Miss Overmore had up to now rarely deviated from a decent
reserve, but the day came when she expressed herself with a vividness
not inferior to Beale's own on the subject of the lady who had fled to
the Continent to wriggle out of her job. It would serve this lady right,
Maisie gathered, if that contract, in the shape of an overgrown and
underdressed daughter, should be shipped straight out to her and landed
at her feet in the midst of scandalous excesses.

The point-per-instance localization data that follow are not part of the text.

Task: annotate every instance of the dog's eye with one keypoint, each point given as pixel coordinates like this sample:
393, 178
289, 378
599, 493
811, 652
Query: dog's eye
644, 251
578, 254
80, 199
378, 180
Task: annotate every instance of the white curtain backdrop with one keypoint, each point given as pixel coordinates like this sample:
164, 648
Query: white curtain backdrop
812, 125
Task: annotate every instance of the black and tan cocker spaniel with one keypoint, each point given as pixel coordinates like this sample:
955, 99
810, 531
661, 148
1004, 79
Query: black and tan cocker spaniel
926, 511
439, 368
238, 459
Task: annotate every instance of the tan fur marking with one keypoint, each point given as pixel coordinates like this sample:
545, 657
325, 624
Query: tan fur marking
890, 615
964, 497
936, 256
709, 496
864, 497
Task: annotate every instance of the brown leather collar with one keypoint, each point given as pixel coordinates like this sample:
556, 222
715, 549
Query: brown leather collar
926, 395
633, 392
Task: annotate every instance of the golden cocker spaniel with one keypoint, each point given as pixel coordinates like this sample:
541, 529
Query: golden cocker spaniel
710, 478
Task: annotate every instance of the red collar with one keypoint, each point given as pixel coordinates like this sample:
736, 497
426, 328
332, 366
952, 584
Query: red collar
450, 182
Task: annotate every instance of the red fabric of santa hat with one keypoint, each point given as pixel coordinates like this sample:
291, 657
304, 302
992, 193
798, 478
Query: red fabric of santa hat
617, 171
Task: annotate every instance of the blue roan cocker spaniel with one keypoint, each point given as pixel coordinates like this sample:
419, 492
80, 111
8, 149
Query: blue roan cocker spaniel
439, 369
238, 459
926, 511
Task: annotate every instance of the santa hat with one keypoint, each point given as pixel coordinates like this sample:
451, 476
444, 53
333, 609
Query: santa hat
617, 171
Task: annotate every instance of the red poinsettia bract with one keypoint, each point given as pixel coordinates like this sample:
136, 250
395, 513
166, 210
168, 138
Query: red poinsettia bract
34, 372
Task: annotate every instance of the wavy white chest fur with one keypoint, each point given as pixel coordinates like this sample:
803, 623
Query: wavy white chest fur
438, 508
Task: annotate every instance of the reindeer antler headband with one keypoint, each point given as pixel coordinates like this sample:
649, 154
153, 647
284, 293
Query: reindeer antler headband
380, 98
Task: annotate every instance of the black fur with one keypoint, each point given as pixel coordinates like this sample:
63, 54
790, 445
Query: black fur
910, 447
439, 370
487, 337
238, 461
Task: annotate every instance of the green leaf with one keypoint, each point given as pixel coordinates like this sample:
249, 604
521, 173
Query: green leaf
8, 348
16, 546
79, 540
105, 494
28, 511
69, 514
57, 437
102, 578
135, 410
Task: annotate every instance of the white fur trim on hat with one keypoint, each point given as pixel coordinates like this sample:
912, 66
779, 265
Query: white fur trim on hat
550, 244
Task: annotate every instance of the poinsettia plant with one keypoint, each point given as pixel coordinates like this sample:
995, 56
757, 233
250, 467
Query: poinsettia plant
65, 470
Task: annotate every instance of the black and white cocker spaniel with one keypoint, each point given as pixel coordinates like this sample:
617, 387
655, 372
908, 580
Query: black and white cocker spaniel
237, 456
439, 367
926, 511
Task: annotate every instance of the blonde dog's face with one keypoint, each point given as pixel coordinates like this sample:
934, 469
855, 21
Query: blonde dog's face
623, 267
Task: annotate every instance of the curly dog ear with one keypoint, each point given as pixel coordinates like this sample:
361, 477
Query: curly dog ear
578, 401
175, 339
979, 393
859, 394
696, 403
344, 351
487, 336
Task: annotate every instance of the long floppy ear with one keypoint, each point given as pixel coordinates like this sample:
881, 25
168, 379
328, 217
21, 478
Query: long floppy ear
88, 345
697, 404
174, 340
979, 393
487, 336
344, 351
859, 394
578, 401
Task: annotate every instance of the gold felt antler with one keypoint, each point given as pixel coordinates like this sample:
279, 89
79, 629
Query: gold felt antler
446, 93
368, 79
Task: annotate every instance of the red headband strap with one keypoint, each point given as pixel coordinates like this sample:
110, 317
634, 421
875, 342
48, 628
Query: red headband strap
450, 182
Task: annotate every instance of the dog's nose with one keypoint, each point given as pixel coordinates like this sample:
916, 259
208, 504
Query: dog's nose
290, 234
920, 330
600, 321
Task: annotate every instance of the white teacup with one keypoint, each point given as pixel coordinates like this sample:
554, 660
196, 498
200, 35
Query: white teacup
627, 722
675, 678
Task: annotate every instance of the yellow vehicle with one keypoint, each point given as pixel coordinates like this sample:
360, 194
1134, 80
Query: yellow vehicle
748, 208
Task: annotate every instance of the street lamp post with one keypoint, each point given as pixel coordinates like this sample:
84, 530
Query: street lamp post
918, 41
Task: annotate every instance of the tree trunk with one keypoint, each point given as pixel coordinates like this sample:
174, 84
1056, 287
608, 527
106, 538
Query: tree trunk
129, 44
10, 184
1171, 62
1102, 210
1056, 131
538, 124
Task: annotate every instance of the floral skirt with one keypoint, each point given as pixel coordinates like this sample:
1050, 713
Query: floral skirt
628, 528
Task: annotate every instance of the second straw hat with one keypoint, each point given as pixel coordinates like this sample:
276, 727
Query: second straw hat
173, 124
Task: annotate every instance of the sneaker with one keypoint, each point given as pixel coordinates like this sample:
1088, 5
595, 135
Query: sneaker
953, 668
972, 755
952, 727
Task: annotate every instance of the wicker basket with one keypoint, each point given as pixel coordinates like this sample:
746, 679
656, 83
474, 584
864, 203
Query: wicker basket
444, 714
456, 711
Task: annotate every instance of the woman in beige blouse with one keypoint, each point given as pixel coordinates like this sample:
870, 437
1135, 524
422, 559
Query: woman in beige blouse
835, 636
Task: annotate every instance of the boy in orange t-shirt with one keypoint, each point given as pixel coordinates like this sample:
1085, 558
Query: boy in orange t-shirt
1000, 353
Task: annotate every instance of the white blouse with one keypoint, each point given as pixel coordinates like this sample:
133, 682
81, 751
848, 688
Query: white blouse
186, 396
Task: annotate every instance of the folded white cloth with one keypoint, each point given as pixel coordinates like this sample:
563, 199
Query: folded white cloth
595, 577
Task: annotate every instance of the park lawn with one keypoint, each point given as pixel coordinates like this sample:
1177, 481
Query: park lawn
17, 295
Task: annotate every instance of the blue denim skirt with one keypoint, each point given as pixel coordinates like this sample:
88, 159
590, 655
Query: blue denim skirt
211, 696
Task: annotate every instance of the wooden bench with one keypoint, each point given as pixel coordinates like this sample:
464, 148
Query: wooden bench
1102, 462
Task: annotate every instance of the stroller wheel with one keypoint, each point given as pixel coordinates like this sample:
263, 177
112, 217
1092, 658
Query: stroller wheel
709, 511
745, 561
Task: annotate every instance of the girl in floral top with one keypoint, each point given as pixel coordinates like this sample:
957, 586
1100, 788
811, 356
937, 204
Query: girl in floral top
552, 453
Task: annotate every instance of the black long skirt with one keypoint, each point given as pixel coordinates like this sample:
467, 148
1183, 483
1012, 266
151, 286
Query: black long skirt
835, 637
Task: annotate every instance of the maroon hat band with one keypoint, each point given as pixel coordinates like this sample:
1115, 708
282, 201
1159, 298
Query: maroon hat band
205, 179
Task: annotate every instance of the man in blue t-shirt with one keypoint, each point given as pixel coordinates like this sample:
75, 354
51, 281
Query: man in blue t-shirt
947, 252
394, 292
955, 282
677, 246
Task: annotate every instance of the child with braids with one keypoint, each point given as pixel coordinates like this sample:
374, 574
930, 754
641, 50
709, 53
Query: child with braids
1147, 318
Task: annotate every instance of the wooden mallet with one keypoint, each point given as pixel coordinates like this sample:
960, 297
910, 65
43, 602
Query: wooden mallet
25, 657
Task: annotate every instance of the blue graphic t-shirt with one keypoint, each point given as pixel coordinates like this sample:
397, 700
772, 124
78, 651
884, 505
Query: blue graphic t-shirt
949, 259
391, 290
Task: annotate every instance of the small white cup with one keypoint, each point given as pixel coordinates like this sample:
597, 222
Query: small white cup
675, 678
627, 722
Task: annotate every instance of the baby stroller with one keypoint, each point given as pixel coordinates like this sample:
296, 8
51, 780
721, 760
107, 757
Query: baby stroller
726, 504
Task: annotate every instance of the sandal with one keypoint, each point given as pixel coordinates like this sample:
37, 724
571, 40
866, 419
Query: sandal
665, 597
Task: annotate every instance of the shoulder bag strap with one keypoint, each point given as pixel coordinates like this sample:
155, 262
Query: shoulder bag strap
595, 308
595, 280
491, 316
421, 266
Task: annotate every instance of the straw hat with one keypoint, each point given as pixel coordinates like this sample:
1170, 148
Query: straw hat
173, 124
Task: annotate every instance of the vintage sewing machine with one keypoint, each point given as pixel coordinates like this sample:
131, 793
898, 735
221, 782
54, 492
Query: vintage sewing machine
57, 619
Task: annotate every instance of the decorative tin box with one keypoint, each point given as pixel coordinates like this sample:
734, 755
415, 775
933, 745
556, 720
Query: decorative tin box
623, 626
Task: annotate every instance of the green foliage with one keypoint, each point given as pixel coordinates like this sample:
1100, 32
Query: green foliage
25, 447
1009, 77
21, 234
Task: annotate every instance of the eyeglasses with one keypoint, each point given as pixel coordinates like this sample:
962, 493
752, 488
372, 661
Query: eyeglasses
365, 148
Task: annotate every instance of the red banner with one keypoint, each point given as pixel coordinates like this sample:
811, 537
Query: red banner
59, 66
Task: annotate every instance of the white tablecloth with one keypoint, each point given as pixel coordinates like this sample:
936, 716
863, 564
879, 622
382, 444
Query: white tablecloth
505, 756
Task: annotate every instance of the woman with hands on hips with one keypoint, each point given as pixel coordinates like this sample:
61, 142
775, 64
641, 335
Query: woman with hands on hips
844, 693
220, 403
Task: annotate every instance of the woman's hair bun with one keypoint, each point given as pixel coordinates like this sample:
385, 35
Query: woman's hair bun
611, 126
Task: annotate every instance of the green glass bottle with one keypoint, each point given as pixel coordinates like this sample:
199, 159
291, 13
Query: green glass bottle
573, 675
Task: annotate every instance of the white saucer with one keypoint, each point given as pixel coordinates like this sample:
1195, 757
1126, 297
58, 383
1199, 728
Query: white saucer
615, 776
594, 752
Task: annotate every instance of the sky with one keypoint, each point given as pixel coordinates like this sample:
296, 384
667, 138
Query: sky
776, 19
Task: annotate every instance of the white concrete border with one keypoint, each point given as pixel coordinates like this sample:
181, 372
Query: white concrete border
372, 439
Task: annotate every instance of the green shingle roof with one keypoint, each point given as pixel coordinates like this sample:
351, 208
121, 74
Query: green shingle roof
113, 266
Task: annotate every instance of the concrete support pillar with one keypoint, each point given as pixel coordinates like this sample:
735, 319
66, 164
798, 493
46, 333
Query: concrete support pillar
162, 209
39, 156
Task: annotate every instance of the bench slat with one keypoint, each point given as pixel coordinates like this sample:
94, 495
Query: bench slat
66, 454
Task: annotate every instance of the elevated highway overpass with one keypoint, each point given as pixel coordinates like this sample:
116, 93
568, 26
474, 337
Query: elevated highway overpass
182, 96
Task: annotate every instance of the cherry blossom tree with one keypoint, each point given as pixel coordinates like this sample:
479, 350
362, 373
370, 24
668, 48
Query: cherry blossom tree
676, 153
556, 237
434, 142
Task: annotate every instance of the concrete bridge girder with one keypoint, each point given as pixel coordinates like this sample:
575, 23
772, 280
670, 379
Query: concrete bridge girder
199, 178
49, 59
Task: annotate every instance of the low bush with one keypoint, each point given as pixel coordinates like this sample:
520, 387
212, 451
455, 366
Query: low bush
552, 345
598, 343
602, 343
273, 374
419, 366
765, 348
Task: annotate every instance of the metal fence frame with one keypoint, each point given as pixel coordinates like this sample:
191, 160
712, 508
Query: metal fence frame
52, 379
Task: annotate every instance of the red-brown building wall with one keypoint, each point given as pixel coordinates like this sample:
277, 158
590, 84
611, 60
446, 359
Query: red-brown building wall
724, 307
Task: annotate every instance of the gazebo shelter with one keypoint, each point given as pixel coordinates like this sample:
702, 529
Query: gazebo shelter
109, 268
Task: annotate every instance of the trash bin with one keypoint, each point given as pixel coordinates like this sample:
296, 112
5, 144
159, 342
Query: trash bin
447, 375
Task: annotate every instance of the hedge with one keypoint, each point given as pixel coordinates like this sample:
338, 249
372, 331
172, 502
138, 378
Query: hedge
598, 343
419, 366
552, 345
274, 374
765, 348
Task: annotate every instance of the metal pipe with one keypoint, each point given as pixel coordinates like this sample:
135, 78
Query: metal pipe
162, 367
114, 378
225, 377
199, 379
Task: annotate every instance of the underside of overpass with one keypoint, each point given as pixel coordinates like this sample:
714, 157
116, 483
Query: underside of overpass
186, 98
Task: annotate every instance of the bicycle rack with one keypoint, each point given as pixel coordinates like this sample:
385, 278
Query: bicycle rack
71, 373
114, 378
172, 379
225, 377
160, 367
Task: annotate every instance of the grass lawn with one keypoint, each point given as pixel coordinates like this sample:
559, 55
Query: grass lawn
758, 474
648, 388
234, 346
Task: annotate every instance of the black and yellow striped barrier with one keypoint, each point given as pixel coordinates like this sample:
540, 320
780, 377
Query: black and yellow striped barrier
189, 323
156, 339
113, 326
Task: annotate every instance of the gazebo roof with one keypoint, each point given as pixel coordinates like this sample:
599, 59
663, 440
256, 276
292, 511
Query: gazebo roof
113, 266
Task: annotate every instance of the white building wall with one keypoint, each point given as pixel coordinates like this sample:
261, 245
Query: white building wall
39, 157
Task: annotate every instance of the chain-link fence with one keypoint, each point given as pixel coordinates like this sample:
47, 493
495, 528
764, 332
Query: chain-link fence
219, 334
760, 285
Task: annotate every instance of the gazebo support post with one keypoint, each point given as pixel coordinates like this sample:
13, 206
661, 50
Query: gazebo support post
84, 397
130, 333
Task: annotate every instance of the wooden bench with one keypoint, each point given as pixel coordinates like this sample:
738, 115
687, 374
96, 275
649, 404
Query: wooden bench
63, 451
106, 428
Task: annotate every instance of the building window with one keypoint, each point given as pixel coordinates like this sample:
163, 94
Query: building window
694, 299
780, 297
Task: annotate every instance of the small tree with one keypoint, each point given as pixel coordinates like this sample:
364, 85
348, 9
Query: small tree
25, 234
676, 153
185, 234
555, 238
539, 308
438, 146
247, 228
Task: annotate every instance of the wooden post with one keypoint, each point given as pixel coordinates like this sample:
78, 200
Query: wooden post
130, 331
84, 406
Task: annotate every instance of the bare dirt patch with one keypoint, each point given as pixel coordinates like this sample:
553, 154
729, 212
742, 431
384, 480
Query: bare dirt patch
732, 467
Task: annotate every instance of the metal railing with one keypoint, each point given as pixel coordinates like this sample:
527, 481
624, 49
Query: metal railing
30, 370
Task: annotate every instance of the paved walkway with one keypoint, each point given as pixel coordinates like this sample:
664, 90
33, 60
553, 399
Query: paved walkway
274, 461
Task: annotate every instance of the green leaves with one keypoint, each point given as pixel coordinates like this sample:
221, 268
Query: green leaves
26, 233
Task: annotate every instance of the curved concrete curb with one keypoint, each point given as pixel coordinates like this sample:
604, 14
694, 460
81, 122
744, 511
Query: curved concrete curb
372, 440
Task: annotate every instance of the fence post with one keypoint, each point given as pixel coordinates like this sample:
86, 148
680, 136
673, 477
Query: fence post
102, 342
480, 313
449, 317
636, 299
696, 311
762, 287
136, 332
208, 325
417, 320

The picture of these pursuits was what Miss Overmore took refuge in when
the child tried timidly to ascertain if her father were disposed to feel
he had too much of her. She evaded the point and only kicked up all
round it the dust of Ida's heartlessness and folly, of which the supreme
proof, it appeared, was the fact that she was accompanied on her journey
by a gentleman whom, to be painfully plain on it, she had--well, "picked
up." The terms on which, unless they were married, ladies and gentlemen
might, as Miss Overmore expressed it, knock about together, were the
terms on which she and Mr. Farange had exposed themselves to possible
misconception. She had indeed, as has been noted, often explained this
before, often said to Maisie: "I don't know what in the world, darling,
your father and I should do without you, for you just make the
difference, as I've told you, of keeping us perfectly proper." The child
took in the office it was so endearingly presented to her that she
performed a comfort that helped her to a sense of security even in the
event of her mother's giving her up.